I agree with Tony Blair that children "ought also to learn the joy of life: the exhilaration of music, the excitement of sport, the beauty of art, the magic of science."
And I would like to provide an insight which I believe could point to a new way forward.
What are my credentials for doing this?
As I have admitted in previous posts, I went to one of Britain's top public schools.
Yet, through my own children, I have witnessed the 'great rift' that Nick Clegg identified.
My children went to a local primary school in London. I was able to pay for them to graduate to private secondary schools where many of their contemporaries, their friends no less, were forced into a more uncertain, dangerous future.
When one of my children left the local state primary school, my family suffered at the hands of some local children who were not as privileged as mine. Wet paper bombs were thrown at our house. Drinks were poured over my children as they walked down the road. My car was scratched by a coin.
Aged twelve, the perpetrators had been condemned to the wrong side of the rift. My children went to one school. They went to another. Is their behaviour a surprise?

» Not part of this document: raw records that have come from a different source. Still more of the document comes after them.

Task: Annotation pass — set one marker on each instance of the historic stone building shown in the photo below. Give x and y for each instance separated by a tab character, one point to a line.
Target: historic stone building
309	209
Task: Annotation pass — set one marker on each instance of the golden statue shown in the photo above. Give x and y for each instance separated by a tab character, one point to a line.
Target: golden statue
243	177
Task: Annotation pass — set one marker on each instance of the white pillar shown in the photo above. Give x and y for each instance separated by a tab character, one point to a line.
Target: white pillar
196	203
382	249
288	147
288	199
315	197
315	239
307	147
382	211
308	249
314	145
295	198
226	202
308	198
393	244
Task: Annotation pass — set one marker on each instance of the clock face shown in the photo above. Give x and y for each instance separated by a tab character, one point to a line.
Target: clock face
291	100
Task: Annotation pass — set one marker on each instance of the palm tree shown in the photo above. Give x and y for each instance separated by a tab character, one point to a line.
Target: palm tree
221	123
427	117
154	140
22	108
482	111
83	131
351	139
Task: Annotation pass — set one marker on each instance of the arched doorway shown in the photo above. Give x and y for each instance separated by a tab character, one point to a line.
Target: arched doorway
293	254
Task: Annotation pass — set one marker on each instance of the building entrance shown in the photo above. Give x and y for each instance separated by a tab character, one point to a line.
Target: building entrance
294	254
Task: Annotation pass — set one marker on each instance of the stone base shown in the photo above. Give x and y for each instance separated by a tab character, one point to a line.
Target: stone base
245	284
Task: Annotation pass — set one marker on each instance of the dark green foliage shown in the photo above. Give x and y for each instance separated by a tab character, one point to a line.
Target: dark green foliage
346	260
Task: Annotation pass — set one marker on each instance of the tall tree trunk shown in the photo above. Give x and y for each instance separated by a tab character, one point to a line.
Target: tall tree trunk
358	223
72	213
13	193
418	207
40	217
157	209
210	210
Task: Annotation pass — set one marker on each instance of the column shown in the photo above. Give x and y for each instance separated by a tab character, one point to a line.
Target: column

At the last General Election, I stood for parliament to help force the main parties to agree to the conversion of a disused local hospital into a school rather than 'executive flats'. The Bolingbroke Academy opened in September and, last week, one of the mothers told my wife how happy her child is to be there. Sadly, her older child, at another local school, is reported to have 'gone off the rails'.
How can we heal this great rift in our society for once and for all?
Well, here follows one belief and one insight for you that, I believe, should underpin every aspect of our educational system.
CORE BELIEF
Every child has a talent at something.
CORE INSIGHT
Children know the individual talent of every child at school better than parents or teachers do.
How does the educational system fail to recognise this?
The answer is because, at school, our children are ranked ('streamed') and judged solely by academic ability - especially since the brainless introduction of academic league tables.
But it is ridiculous to rank human beings, of any age, on an academic basis. We all know academic achievement is no guarantee of 'success'. A ex-headmaster of my school reckoned that, in his experience, the bottom 25% would provide employment for the top 25%.
Remember the mantra - every child has a talent at something.
How do the sports facilities in state schools compare with those of private schools?
The answer is that they don't. If you want your child to play sport at school, you have to pay. This has been recognised by Ofsted in a report published today. Chief inspector Sir Michael Wilshaw said: "Our report found that only a minority of schools play competitive sport to a very high level."
This is unfair.
But what, as a society, are we doing about it?
Surely we could do more?
I fully appreciate that there is no way every state school will ever match the 400 acres of land my old school enjoys, but is the answer to get all chippy and close it down? Of course not.
You can't throw away your dreams just because they are difficult to fulfil.
Did you know that, at the Great British Olympics last year, if the UK Independent Schools were a country, they would have come 12th in the Medal table? Hard to believe, but true.
Surely the answer is for state schools to compete with independent schools, not deny success?
As with so much of our state system, a more innovative solution is required.
It does not need money, tax or investment. It just needs vision, creativity and attitude.
How about this?
Within the education department, a minister of sport in school should be appointed.
Every borough in the country should have a sport in school department whose task will be, on behalf of every school, to pinpoint and reach out to every football, rugby, cricket, boxing, squash club and gym in every borough and force a relationship between schools and sports clubs.
Right now, do the people who run our schools engage with the owners of these facilities?
Do they know why they are there, when they are used, who uses them?
Do they engage with these people, many of whom might be unemployed or disabled?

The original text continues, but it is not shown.